Matthews: Did he open the door?
Heilemann: Obama gave them a permission slip to say that he introduced the question first and now they can, now they can go crazy and make all these kind of wild charges because they claim that he put race on the table and they're now just following his lead.
Matthews: Okay, you're the editor of Time Magazine. Edit this conversation. Is this the kind of attack a white American President would have to endure? The kind of attack he's getting.
Stengel: Uh, probably not, but you know, I'm going to blame it on technology. I don't mean to evade the issue but the fact is, the fringe has come to the front because of You Tube, because of the Internet, things that we wouldn't have known about before, people acting up at rallies. These kind of strange, bizarre pictures of Obama are coming to the front. We can all see it. This kind of modern Heisenberg uncertainty principle, where the things, the fact of observing something changes the nature of the thing observed. It's bringing it to the fore in a way that we've never had before. I don't know what to do with it. I don't know if that, but I don't think it necessarily means that it didn't exist before.
Parker: I agree with Rick. I think that's a really important point. That everything gets exaggerated. I do think though, that it is worse than it would have been with anybody else. I do think it's getting worse. But, every time somebody creates some funky little picture where they for example put the bone through President Obama's nose, and that thing gets distributed all over the Internet, millions see it, and you know, all these things then take on a life of their own and they become bigger than they really are. None the less, I think there's a real, a real um, split in this country.
Matthews: Okay, let's go back to more down home communications systems. The local gas station in the South. When people sit around talking about this....
Parker: Right, that's what we do in the South...
Matthews: Are they in that iconic setting talking about this guy in a rougher way, a more ethnic, racial way than they were a while ago?

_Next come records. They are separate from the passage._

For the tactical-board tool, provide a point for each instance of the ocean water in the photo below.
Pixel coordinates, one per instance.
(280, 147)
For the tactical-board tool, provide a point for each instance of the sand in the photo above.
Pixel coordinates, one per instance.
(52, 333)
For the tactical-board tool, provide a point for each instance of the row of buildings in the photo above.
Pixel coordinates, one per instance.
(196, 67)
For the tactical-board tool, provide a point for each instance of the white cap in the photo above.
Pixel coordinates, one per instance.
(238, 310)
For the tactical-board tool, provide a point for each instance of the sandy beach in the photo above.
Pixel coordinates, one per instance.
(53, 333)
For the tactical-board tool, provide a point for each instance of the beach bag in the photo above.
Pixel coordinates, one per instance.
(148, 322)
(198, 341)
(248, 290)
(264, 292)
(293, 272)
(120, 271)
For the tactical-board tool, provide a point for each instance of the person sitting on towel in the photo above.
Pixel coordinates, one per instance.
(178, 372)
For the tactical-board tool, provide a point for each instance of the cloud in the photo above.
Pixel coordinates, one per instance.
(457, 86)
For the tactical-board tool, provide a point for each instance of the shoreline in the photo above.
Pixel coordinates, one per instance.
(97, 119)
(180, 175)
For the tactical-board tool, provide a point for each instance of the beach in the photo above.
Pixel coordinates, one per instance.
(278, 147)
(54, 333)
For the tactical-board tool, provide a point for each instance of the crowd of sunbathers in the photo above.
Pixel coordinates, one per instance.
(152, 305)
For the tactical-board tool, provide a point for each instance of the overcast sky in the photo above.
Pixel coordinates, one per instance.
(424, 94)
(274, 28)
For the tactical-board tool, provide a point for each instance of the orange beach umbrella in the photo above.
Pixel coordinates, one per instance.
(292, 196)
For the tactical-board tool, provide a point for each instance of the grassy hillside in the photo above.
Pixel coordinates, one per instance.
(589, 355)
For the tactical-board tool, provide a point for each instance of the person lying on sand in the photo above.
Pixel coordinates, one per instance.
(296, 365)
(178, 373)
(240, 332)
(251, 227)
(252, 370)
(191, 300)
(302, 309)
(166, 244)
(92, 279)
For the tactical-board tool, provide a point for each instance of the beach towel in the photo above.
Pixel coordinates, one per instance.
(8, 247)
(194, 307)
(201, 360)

Parker: Okay, iconic setting.
Matthews: You're down there.
Parker: Yeah, I am down there, and I've, you know, I have to tell you, it's important for everybody to understand that the South is not exclusively racist. And there are lots of people who, you know, Obama tipped the South as well, he's popular, and most of those, certainly the circles I travel, but there are, in this sort of iconic gas station that you envisioned, there are certainly, there is certainly an element of people who do not like Barack Obama because he is black. And there is still a certain percentage of people who still use the N-word if they feel comfortable and they think that you're one of them. I mean this is this, but I don't think it's exclusive to the South. Again, that's a stereotype we enjoy.
Matthews: But Trish, I want to talk about you living up in New York, in that world you live in, that high level world up there, the high buildings up there. I've looked at those sum numbers that show there's absolutely none of this up there in terms of was he born abroad. Nobody believes that.
Regan: Right, well he's still very popular up there. I think people in some areas of the country, really the honeymoon has essentially worn off, and a lot of that comes back to the fundamentals of this economy as they look around and are dealing with a 9.4% unemployment rate, as they're out of work, or maybe they're worried about losing their jobs. All of a sudden now they're giving more substance, more credence to the momentum that's building on line, and these bloggers that are coming out of the woodwork. So there's some resentment there like, people wondering well, why aren't things better yet. I want things to be better now. And they're blaming him.